Compagnies aériennes et équipementiers à la lutte pour capter la croissance de la maintenance aéronautique

Avec le doublement annoncé de la flotte d'avions d'ici 20 ans, le marché de la maintenance, réparation et révision (MRO) des appareils est l'objet d'une concurrence accrue entre compagnies aériennes, Lufthansa et Air France-KLM en tête, et avec les équipementiers, en particulier sur les nouveaux modèles.

Quand les ventes d'avions s'envolent, la MRO suit. "Si on se projette sur les dix ans à venir, c'est un marché qui croît de 4,5% par an, hors inflation", indique à l'AFP Franck Terner, directeur de la filiale de maintenance du groupe Air-France-KLM.

Le marché mondial devrait même presque doubler, passant de 67 milliards de dollars (59,6 milliards d'euros) en 2015 à plus de 100 milliards de dollars (88,8 milliards d'euros) en 2035, selon les prévisions du cabinet de conseil américain Oliver Wyman.

Le groupe franco-néerlandais en est l'un des principaux acteurs, avec un chiffre d'affaires de près de 3,4 milliards d'euros l'an dernier, derrière l'allemand Lufthansa Technik, dont l'activité a dépassé 4,3 milliards d'euros.

Dans ce secteur "très fragmenté", une part importante de la flotte "n'est pas sur le marché libre", précise M. Terner, prenant pour exemple la compagnie Emirates qui effectue elle-même sa maintenance.

La filiale d'Air France-KLM, en situation de monopole sur les avions du groupe, tire 37% de ses recettes de clients extérieurs, essentiellement pour la maintenance des équipements et des moteurs.

Or, les fabricants eux-mêmes "disposent de 50% du marché de réparation" de leurs produits, la proportion étant encore plus élevée parmi les motoristes: entre 60% et 70% chez General Electric et jusqu'à 90% chez Rolls-Royce, affirme-t-il.

Au nom de la protection de leur propriété intellectuelle, ces industriels peuvent parfois "exclure certains (acteurs de la) MRO de la réparation de leurs équipements" en ne leur accordant pas les licences nécessaires, explique M. Terner.

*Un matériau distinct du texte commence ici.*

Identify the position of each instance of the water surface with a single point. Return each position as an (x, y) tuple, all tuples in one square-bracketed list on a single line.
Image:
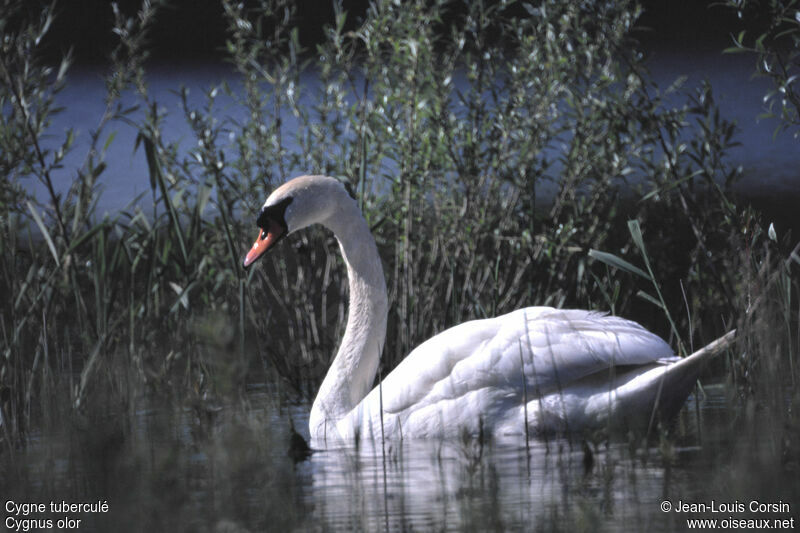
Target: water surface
[(226, 468)]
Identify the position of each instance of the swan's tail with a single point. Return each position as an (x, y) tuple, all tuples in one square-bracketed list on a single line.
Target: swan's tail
[(659, 393)]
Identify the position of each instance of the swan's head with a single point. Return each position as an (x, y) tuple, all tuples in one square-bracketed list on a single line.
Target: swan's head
[(296, 204)]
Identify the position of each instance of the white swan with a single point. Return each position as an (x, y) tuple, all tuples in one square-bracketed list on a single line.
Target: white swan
[(556, 369)]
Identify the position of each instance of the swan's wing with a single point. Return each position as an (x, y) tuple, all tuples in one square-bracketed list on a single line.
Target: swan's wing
[(538, 350)]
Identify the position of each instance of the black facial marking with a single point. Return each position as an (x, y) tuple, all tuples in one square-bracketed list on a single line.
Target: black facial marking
[(275, 213)]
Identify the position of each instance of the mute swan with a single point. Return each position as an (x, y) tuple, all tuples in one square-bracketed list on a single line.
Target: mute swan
[(555, 369)]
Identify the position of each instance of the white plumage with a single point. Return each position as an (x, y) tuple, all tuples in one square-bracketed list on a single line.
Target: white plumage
[(566, 370)]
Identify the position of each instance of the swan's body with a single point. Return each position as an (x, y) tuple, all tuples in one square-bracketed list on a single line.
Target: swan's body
[(552, 369)]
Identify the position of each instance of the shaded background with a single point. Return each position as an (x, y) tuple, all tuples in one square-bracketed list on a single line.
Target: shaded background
[(195, 30)]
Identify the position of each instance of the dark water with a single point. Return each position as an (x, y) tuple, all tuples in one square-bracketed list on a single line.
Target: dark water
[(227, 469)]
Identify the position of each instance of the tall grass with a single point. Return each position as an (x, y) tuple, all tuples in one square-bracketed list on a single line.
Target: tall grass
[(491, 146)]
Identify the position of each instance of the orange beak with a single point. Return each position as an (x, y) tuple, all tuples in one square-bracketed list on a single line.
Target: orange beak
[(265, 240)]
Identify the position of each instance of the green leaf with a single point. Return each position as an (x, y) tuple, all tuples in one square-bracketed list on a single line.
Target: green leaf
[(45, 233), (644, 296), (636, 235), (617, 262)]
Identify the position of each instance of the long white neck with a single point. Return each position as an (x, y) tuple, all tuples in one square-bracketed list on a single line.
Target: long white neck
[(352, 372)]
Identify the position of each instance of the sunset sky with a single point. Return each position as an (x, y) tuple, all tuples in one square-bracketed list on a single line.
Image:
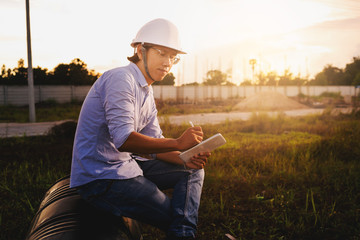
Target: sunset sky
[(300, 35)]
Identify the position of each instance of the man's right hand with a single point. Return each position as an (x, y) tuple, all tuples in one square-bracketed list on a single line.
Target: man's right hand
[(190, 138)]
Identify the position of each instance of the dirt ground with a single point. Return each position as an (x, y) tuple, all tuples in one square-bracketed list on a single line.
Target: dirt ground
[(269, 101)]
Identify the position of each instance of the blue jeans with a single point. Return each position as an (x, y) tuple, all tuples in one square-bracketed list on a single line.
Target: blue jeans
[(141, 197)]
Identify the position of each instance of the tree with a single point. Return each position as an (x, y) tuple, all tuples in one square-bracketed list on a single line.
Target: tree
[(75, 73), (215, 77), (271, 78), (329, 76), (286, 78), (351, 71), (356, 81), (169, 79)]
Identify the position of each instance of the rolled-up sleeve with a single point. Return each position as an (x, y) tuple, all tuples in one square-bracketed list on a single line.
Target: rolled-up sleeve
[(119, 105)]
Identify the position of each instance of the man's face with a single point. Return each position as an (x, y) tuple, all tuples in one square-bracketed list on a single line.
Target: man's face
[(159, 60)]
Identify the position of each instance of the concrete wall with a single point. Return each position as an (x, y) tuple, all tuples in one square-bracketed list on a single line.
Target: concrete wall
[(18, 95)]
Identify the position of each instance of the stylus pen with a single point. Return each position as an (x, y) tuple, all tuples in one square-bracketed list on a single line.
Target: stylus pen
[(192, 125)]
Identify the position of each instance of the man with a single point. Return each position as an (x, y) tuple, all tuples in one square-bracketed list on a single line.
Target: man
[(121, 161)]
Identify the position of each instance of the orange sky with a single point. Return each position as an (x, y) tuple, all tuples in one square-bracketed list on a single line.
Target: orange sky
[(300, 35)]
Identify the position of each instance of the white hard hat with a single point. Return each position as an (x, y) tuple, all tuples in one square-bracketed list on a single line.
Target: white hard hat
[(159, 32)]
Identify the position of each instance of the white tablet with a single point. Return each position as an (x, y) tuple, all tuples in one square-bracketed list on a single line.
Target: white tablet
[(205, 146)]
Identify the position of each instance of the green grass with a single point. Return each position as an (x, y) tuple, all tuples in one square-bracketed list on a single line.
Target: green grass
[(276, 178)]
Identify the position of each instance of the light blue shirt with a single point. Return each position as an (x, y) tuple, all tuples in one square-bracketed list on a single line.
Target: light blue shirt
[(119, 102)]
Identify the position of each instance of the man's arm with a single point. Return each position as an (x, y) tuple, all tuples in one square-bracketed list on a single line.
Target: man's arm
[(139, 143)]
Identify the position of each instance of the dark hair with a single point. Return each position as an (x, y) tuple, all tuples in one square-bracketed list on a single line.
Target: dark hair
[(135, 58)]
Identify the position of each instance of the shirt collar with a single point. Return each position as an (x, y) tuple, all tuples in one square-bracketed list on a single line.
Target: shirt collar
[(140, 77)]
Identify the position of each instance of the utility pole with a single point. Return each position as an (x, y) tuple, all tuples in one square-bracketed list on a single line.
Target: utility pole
[(32, 117)]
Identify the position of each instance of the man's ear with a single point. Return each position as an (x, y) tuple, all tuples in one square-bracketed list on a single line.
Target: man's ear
[(138, 51)]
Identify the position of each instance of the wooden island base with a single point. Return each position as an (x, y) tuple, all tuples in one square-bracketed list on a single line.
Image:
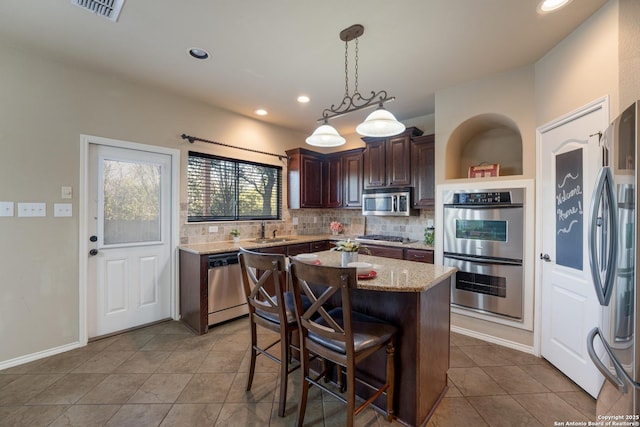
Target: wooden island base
[(422, 349)]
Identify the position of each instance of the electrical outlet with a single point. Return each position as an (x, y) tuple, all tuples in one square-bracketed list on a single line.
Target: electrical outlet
[(6, 208), (32, 209), (66, 192), (62, 209)]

- concentration inévitable -

"La propriété intellectuelle est un sujet pour les appareils de nouvelle génération", confirme un porte-parole de Lufthansa Technik, qui rappelle que son groupe a passé de nombreux accords avec les fabricants, en particulier les motoristes, et profite du carnet de commandes de sa maison-mère, qui lui garantit de travailler sur les nouveaux modèles.

Le risque pèserait plutôt sur "les petits MRO sans possibilité d'accès aux technologies pour les avions de nouvelle génération", qui pourraient être "éjectés du marché d'ici dix ans", pronostique-t-il.

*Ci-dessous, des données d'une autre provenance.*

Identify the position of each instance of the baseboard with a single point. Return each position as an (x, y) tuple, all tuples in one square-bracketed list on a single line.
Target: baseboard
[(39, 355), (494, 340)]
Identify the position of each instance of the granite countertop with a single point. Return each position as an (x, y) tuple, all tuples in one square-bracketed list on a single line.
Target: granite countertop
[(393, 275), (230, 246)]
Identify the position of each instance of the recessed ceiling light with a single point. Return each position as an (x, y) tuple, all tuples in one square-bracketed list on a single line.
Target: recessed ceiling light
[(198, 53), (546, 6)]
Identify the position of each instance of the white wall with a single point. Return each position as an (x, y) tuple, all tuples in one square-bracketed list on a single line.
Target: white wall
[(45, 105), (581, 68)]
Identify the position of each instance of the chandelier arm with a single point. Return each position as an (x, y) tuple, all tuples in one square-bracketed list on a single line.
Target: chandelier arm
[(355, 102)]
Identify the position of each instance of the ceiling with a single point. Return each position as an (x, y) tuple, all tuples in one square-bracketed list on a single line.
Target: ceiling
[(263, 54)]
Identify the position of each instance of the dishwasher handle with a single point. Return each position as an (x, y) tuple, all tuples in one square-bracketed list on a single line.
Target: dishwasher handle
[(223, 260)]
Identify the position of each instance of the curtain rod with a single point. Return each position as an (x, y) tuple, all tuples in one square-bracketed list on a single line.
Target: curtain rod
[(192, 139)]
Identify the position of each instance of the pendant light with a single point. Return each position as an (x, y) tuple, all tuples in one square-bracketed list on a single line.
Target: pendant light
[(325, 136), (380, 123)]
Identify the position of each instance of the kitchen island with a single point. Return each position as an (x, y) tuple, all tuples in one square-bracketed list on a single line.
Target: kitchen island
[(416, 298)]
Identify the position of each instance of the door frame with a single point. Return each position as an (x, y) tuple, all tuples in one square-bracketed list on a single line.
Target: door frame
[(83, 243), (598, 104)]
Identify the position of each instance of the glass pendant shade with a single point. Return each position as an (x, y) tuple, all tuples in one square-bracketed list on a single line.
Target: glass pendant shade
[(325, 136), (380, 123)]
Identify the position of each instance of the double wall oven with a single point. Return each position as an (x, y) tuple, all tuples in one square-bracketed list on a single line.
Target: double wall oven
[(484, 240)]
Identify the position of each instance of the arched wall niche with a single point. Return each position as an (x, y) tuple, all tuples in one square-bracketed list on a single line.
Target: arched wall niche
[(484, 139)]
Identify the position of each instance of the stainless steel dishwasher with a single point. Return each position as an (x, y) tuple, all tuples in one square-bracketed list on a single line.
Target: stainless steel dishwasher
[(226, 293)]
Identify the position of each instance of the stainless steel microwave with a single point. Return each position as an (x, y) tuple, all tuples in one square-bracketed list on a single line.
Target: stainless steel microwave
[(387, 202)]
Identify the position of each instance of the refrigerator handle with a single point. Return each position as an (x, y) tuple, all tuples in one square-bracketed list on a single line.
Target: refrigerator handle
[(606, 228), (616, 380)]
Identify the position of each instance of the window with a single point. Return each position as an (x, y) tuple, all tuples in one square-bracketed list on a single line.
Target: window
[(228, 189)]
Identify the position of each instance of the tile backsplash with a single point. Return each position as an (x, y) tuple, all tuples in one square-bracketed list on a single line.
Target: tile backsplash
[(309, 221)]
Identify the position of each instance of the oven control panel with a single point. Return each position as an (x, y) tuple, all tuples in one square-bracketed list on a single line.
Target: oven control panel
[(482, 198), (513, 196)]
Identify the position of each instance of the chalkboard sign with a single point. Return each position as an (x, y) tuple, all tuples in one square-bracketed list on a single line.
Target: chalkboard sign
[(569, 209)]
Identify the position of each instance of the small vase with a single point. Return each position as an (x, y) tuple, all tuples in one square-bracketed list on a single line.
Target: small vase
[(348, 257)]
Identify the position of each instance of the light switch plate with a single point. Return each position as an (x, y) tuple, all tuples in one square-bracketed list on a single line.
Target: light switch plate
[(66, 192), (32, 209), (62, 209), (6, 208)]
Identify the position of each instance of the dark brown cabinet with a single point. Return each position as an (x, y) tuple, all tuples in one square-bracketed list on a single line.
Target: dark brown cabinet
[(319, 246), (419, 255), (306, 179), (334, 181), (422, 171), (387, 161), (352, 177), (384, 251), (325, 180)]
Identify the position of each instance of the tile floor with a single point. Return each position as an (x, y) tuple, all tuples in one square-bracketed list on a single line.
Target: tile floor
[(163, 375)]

Une concentration du secteur apparaît inévitable, alors que fabricants, d'une part, et compagnies aériennes, d'autre part, ont déjà entamé leur "consolidation", observe M. Terner, qui entend "en tirer parti pour accroître (les) parts de marché" d'Air France-KLM dans la maintenance des équipements hors moteurs.

Il faudra cependant composer avec de nouveaux concurrents, en l'occurrence d'autres compagnies aériennes qui "voient qu'il y a de la croissance et veulent leur part du gâteau", ajoute le porte-parole de Lufthansa Technik.

Un appétit justifié par la rentabilité du secteur: la marge d'exploitation (Ebit) des seuls prestataires de MRO (motoristes, équipementiers et autres fabricants exclus) était de 9% en 2014, soit quelque 3,6 milliards de dollars, d'après une étude du cabinet Alix Partners.

La taille du gâteau pourrait toutefois diminuer de 15% à 20% d'ici 2020 selon Oliver Wyman, du fait d'un usage accru des nouvelles technologies telles que les mégadonnées (big data) appliquées à la maintenance prédictive censée prévoir les défaillances, ou l'impression 3D pour la fabrication de certaines pièces.